The harsh winter put the brakes on U.S. economic growth, which slowed to a mere 0.1 percent in the first quarter of 2014, according to Commerce Department reports. Nevertheless, the results of PwC’s Q1 Manufacturing Barometer released in mid-April reflect rising optimism among U.S. industrial manufacturers. More than 70 percent of those surveyed expressed optimism about the prospects for the U.S. economy over the next 12 months, reaching the highest level of optimism since the fourth quarter of 2005.
“This improved sentiment bodes well for the year ahead, as management teams continue to indicate consistent near-term spending plans, including hiring more workers, supporting new product development, and investing in IT and R&D,” said Bobby Bono, PwC’s industrial manufacturing leader.

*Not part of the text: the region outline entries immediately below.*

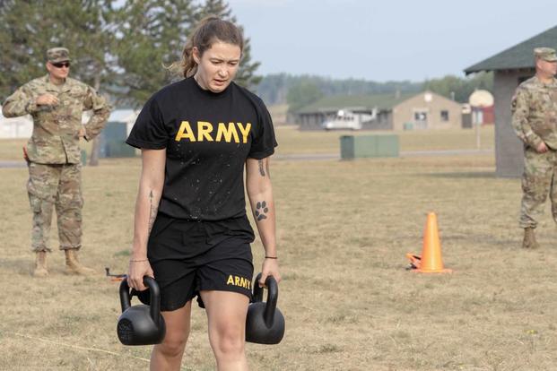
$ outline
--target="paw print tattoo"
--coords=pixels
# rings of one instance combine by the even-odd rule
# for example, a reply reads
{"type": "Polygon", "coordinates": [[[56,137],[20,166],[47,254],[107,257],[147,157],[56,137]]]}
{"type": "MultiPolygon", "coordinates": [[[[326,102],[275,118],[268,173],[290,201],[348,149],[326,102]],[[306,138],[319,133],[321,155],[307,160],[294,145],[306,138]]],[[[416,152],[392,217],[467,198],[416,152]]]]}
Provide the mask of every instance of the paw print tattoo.
{"type": "Polygon", "coordinates": [[[267,219],[267,216],[265,215],[267,212],[269,212],[267,203],[265,203],[265,201],[262,203],[257,203],[257,204],[256,205],[256,218],[257,219],[257,221],[267,219]]]}

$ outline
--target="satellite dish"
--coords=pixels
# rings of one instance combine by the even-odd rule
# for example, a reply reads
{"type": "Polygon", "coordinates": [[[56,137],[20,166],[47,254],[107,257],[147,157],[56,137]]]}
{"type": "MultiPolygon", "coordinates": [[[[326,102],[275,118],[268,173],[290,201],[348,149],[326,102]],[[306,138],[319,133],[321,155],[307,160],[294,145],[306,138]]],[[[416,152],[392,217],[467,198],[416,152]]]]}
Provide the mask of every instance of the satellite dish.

Those spending plans are evident in the projects in each of the 20 states that were awarded Gold or Silver Shovels by Area Development this year. These states are recognized for their efforts in attracting capital investment and job-creation through their pro-business policies, highly developed infrastructures, well-qualified work forces, and creative business assistance programs that convinced companies to locate new facilities within their borders or to expand and add jobs to facilities already there. One state in each of five population categories received a Gold Shovel, with a Silver Shovel going to 15 runner-up states. Additionally, five “projects of the year” (one in each population category) are recognized for their sizable investment and job-creation numbers.
Also in this issue is our Leading Locations report wherein 379 MSAs were ranked against 21 economic and workforce indicators to determine the overall leaders, as well as those MSAs leading among small, mid-size, and big cities, and within nine regions of the country (see report beginning on page 81). Despite sluggish U.S. GDP growth, these Leading Locations are MSAs that have managed to land new and expanded businesses and grow their local economies. The rebirth of American manufacturing, advances in technology, and the energy revolution brought about by fracking have all contributed to their growth.
Although the U.S. economy was off to a slow start this year, the OECD is expecting U.S. economic growth to average 2.6 percent in 2014, rising to 3.5 percent in 2015. And the states and MSAs highlighted in this issue will be among the leaders of the predicted economic rebound.